Deixa a partir desse momento em diante. As multas que foram passadas e não pagas ficam por resolver. Há quem defenda que pode haver casos de falência, principalmente entre pequenos operadores. Dez multas, por exemplo, a cinco mil euros cada, dá 50 mil euros. Acha que há esse risco de falências? 
Não faço ideia. Não conheço a equação económica do sector, desses operadores. Como lhe disse, a lei é do Parlamento, que entendeu que não deveria endereçar essa matéria.

Tem ideia de quantas multas foram passadas até agora?
Em relação às multas, contra-ordenações – estão quase todas em instrução – por ausência de alvará de transporte mobilizado ou angariado a partir de plataforma electrónica, o valor que eu tenho, desde Novembro de 2016, data da legislação, é o de 1367 autos. Que estão quase todos em contestação.

Com um valor de cinco mil euros cada [o que daria um total 6,8 milhões].
Não necessariamente.

Não necessariamente mas por norma, ou não? Esse é o valor mínimo que corresponde a entidades colectivas, e é o que tem sido mais aplicado…
Se for uma entidade privada é entre 2000 e 4500 euros, e se for uma entidade colectiva, uma pessoa colectiva, é de 5000 a 15.000 euros. Haverá muitas de 2000 euros. Mas o valor médio pode ser pelos 5000 euros. Essas contra-ordenações, e sei isto pelos jornais e pelo que me dizem do IMT [Instituto da Mobilidade e dos Transportes], estão a ser contestadas, e os tribunais hão-de decidir. Há decisões contraditórias sobre isso, e o Estado de Direito segue o seu caminho normal.   

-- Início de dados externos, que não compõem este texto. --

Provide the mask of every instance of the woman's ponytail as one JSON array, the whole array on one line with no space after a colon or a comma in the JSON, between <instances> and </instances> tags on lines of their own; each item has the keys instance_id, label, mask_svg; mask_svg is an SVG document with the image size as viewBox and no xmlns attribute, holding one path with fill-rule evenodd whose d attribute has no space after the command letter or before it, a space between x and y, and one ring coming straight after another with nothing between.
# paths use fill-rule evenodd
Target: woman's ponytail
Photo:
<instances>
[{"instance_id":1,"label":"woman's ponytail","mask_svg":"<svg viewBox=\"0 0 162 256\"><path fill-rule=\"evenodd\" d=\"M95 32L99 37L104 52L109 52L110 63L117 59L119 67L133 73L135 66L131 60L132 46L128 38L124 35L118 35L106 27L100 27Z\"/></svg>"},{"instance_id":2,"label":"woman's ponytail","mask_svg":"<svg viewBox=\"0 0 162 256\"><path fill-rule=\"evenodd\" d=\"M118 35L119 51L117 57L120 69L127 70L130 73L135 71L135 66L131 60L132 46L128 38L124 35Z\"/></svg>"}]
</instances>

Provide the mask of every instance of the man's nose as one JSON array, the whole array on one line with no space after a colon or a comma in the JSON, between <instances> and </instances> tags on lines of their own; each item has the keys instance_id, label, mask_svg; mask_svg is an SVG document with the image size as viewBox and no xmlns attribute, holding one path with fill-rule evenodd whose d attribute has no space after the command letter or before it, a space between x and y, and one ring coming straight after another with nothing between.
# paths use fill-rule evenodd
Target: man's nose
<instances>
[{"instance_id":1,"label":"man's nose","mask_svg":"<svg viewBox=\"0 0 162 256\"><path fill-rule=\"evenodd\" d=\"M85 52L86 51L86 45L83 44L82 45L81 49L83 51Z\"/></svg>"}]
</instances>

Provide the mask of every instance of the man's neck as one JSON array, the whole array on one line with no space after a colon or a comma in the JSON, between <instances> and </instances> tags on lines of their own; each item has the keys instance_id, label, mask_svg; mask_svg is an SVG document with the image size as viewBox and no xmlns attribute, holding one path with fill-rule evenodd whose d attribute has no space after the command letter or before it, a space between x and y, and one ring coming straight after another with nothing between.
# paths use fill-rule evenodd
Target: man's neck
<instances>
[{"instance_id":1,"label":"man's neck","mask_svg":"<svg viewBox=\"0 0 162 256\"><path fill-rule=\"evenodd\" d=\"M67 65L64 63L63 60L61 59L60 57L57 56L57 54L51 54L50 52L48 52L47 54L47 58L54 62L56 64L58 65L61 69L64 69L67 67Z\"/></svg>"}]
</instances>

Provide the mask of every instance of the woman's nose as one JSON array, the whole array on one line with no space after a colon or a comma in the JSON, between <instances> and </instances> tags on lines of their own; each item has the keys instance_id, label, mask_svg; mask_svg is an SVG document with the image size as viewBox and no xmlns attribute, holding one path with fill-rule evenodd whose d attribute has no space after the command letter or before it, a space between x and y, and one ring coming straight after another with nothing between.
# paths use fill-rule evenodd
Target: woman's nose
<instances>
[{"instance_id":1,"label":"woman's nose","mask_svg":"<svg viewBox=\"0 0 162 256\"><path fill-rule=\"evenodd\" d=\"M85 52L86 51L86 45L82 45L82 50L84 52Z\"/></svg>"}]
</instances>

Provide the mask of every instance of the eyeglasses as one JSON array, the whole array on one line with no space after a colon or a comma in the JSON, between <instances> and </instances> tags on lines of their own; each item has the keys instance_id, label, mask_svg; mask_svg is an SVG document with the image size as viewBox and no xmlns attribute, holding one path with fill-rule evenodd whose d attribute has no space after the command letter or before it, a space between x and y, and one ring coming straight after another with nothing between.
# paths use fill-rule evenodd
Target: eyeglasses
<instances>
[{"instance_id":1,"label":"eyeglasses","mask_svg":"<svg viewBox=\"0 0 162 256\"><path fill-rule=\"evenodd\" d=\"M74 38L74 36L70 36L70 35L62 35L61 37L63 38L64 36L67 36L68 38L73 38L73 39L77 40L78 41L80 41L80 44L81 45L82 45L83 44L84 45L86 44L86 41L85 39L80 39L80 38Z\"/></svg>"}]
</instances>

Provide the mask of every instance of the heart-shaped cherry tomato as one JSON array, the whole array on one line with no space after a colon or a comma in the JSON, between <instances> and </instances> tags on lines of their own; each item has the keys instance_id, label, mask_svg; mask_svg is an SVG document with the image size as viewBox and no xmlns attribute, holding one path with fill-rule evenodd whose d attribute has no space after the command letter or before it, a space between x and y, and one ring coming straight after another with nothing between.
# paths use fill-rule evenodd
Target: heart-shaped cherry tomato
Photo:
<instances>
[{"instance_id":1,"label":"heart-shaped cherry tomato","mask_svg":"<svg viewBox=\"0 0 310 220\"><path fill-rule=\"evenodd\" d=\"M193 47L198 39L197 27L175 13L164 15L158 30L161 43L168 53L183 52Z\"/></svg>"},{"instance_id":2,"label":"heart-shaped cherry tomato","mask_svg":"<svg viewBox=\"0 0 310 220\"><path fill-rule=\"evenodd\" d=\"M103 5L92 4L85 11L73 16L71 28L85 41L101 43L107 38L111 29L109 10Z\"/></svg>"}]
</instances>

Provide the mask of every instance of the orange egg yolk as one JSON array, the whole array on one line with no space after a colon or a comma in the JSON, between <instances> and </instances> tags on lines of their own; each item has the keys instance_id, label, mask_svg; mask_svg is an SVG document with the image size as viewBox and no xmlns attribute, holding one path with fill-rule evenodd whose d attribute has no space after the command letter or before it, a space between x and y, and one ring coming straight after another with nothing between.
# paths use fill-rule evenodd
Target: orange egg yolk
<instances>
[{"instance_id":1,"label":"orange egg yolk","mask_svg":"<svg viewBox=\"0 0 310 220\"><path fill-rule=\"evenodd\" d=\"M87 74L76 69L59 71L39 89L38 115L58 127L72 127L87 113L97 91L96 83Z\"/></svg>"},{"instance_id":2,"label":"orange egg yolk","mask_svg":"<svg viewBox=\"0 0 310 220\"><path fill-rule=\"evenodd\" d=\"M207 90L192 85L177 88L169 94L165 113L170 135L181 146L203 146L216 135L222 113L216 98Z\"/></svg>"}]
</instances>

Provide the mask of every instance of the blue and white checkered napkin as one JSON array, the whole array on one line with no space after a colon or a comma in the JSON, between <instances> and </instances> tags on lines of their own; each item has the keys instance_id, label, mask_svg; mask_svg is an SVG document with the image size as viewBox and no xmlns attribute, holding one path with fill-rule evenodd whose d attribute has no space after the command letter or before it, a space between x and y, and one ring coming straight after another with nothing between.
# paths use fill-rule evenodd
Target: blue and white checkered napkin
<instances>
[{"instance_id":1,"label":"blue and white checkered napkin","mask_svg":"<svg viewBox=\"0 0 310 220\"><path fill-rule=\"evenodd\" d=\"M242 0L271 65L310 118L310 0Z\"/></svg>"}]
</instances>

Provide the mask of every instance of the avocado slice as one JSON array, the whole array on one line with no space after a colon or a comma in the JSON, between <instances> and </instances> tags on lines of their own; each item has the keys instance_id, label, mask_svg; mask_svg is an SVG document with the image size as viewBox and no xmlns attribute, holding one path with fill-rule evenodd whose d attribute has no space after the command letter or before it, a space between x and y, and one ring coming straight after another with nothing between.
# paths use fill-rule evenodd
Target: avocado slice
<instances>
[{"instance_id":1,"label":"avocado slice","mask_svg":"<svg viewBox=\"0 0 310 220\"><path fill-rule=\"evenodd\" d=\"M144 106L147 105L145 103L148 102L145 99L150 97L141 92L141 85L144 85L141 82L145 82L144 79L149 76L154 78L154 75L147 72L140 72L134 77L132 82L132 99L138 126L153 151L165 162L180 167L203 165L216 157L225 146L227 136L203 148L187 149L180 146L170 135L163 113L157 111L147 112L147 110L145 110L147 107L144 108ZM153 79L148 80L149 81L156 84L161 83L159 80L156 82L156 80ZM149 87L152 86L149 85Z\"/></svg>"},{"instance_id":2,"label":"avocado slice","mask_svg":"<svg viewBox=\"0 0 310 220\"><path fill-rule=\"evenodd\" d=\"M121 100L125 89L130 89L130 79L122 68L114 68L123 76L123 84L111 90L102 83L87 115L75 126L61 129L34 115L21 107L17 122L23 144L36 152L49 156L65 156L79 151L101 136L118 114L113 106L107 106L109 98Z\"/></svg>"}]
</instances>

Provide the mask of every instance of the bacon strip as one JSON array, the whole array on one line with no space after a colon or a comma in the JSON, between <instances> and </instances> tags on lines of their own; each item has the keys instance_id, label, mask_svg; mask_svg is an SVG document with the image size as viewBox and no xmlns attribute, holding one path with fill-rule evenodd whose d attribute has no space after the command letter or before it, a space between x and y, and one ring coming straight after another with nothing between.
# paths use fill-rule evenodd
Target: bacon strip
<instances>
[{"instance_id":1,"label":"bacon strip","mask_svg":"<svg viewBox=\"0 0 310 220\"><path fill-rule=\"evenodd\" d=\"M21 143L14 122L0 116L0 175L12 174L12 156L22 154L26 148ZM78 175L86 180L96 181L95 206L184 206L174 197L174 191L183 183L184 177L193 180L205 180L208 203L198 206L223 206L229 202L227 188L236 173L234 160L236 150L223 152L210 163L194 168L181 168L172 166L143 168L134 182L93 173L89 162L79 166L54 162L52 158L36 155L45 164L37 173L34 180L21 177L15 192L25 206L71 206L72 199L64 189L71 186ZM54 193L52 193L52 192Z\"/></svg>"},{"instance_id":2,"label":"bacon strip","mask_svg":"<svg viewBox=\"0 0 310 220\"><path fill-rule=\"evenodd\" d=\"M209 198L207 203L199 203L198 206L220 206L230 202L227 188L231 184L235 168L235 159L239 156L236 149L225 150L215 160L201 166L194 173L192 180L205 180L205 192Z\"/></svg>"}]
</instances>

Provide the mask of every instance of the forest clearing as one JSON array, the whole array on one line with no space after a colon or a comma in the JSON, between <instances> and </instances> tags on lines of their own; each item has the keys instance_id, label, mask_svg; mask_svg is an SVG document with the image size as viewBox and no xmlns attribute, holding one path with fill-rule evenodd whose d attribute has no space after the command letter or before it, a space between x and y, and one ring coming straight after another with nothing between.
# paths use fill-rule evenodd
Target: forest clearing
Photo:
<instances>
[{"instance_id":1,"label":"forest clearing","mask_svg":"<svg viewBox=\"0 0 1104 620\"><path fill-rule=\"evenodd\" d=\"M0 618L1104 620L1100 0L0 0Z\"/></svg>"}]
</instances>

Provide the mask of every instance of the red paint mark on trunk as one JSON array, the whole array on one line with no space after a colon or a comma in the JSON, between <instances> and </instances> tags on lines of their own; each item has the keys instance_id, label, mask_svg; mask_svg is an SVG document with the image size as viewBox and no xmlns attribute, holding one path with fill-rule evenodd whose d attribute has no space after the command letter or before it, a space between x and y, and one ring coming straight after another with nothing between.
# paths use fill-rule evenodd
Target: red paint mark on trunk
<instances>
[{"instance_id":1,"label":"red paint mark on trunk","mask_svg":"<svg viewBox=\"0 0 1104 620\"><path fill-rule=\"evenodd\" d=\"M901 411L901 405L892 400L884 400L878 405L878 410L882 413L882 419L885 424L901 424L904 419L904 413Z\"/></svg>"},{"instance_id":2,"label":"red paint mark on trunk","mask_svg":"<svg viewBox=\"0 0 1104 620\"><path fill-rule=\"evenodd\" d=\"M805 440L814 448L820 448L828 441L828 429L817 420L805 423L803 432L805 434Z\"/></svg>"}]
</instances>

Em relação ao período entre o momento em que a lei for publicada em Diário da República, e o dia da entrada em vigor, três meses depois, haverá algum tipo de indicações para se suavizar a questão das contra-ordenações?
Não dei indicações antes, também não dou agora.

Espera algum tipo de reacção dos representantes dos táxis a este processo de regulamentação, na sequência do que ficou decidido esta quarta-feira? 
Eu acho que, pelo facto de o processo legislativo ter sido exemplar – demorado, sem dúvida, porque era complexo -, com um percurso normal num Estado democrático, no fim as pessoas têm de aceitar o resultado. Foi uma maioria na Assembleia da República que achou que era assim que devia ser. Portanto, não quero acreditar que haja uma contestação, no sentido negativo. Reconheço e respeito a insatisfação do sector, ou de algumas pessoas, mas devo dizer também, e esta mensagem é importante, que o sector do táxi existe e continuará a existir, é importante no ecossistema da mobilidade urbana, tem um quadro de obrigações e de benefícios, e é nesse quadro que trabalha. Eu acho que haver alguma concorrência é positivo para o sector do táxi.

Agora que essa nova concorrência vai estar devidamente regulamentada está a ser equacionada alguma alteração ao sector dos táxis?
Pode haver algumas alterações do próprio sector, no sentido de responder à concorrência, acho muito bem que haja...

Estava a pensar no próprio quadro regulamentar…
Do ponto de vista do quadro regulamentar, temos um grupo de trabalho em funcionamento com o sector do táxi, com a Federação do Táxi e com a Antral [Associação Nacional de Transportadores Rodoviários em Automóveis Ligeiros]. Esse grupo tem uma agenda, um conjunto de pontos, que foi consensualizada lá atrás, e tem-se reunido.

Quando começou?
O grupo de trabalho é de 2017.

Recordo-me de um conjunto de medidas para a modernização do sector que foram apresentadas em 2016.
Sim, mas o grupo de trabalho é de 2017. Eu não tenho assento [está presente o IMT], e eles é que definem o seu ritmo. Quando concluírem o trabalho, apresentarão um conjunto de recomendações ao Governo e nós vamos olhar para elas. Eu sempre o disse: se e quando o sector entender que há aspectos que se podem melhorar, alterar a regulamentação no sentido de o tornar mais competitivo, o que quer que seja, estamos cá para isso. Aliás, como diz, em 2016 apresentámos mesmo um desafio, com um conjunto de medidas só para o sector do táxi. 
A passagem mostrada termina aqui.